今週はシシド・カフカさんが主宰するel tempo(エル・テンポ)のみなさんをお招きしました。昨年もご出演いただきましたが、el tempoは、ハンドサインによる即興演奏集団。シシドさんのハンドサインを読みとって、メンバーがさまざまなリズムを奏でます。指揮者とオーケストラのような関係を連想しますが、決定的に違うのは、これが即興演奏であること。その場で音楽を作り出す自由度の高さに魅力を感じます。
ハンド・サインによる即興演奏の仕組みを編み出したのは、アルゼンチン出身のミュージシャン、サンティアゴ・バスケス。100種類以上のサインを駆使することで、一期一会の音楽を生み出します。シシドさんはサンティアゴ・バスケスへの共感からel tempoを結成しました。

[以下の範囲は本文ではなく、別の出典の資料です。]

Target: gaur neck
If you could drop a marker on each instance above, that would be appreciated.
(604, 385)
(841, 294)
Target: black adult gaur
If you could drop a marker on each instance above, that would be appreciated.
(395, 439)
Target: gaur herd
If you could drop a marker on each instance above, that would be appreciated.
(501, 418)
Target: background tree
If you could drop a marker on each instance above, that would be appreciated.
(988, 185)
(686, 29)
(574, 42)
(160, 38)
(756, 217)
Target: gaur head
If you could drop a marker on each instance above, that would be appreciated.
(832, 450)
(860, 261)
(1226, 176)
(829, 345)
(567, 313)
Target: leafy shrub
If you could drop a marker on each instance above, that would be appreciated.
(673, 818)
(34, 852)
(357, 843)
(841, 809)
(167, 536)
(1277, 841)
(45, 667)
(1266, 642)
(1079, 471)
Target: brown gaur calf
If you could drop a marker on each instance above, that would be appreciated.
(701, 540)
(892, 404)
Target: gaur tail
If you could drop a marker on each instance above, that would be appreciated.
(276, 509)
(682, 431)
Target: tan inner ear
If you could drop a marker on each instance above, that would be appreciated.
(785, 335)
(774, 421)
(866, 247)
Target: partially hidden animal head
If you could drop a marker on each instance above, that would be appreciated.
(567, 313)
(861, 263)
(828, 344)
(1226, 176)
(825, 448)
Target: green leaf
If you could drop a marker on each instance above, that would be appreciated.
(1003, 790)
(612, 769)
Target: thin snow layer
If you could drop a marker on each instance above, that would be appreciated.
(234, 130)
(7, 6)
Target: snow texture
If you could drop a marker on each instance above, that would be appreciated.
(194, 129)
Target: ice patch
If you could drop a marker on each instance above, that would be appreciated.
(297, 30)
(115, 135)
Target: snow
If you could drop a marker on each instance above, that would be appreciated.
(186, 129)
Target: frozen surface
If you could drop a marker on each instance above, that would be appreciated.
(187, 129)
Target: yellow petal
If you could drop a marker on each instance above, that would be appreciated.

実際にそのサインについて、シシドさんが解説してくれましたが、本当にたくさんの種類があって驚きます。奏者を指定するサイン、スタッカートなどの表現を示すサイン、指を音符に見立ててリズムを伝えるサイン、音域の高低を表すサインなどなど。ひとつひとつはわかりやすいのですが、これを即座に読み取って演奏に反映するとなると、かなり難しそうです。でも、実際に会場の一員としてコール&レスポンスに参加してみましたが、やってみると楽しいんですよね。いつサインが来るのかと客席全員がシシドさんの動作を注視して、サインに応じていっせいに手を叩く様子は壮観。ゲーム感覚もあって興味深い体験でした。
今回はel tempoとソニーグループで共同開発した新たな楽器、ハグドラムの演奏で、手話エンターテイメント発信団oioi(オイオイ)のおふたりも演奏に加わってくれました。ハグドラムは「演奏者を問わない」ことをコンセプトにしたインクルーシブデザインによる打楽器。叩いた音を光と振動で感じることができます。こんな合奏の楽しみ方もあるのだという発見がありました。